Jon and Erik: Circumnavigation of Ellesmere Island
Jan 19, 2012
Sponsored by AT and weilding AT2 Superlights Jon Turk and Erik Boomer completed the first modern day circumnavigation of the desolate Ellesmere Island in Wilderness Systems Tsunami 135 kayaks.
To stave off a breaching 3,000-pound walrus from the cockpit of a small sea kayak, Erik Boomer recommends using the paddle.
“Sort of like a Heisman stiff-arm, hit him in the face and try to feed him the paddle,” he said. “Then start paddling.”
The first 600 miles of the Ellesmere Island expedition had not been so sporting — lots of marching along on skis with skins, towing the boats.
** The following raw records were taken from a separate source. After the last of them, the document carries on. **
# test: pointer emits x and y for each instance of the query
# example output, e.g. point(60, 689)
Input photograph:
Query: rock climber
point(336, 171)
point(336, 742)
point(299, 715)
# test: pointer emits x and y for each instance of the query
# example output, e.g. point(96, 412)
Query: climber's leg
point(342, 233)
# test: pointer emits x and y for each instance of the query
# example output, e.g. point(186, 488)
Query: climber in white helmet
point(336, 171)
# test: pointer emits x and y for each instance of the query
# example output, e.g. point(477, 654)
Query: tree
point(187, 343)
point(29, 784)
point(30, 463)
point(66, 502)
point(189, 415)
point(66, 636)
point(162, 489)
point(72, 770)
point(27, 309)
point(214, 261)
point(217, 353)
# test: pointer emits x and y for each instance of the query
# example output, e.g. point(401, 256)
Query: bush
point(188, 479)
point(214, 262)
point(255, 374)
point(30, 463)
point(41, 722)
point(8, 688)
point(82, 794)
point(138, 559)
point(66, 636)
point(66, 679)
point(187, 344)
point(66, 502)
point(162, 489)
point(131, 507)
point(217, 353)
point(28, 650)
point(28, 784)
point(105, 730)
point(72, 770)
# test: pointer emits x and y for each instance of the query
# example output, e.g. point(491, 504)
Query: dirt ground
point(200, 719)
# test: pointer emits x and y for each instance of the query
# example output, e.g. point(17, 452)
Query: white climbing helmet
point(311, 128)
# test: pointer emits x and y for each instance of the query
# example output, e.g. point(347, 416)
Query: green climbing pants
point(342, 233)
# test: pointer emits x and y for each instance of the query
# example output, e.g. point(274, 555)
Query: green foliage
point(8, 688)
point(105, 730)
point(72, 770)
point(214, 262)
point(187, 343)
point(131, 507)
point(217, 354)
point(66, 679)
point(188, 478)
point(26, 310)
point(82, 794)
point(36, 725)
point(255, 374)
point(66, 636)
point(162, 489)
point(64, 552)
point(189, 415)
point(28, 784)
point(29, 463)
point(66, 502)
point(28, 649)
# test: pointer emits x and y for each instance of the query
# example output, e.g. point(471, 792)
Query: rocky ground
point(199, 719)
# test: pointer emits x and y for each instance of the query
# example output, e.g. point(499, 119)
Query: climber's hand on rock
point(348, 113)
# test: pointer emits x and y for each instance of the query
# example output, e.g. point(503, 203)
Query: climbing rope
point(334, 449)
“Kind of a goofy sea kayak trip, because we haven't been sea kayaking
yet,” Jon Turk said via satellite phone 38 days into the journey. He
added, “At every moment, we expect the possibility that we're going to
run into big trouble.”
Opposite Greenland along the ice-choked Nares Strait, Ellesmere
(population 146) is the northernmost isle of the Canadian Arctic
Archipelago and the most mountainous island in the Arctic Circle. “It's
stacked with fatty mountains,” Boomer said. Ellesmere, the world's 10th
largest island, is also something of a jewel of Arctic exploration, its
rugged and icebound 1,500-mile perimeter rarely traveled before.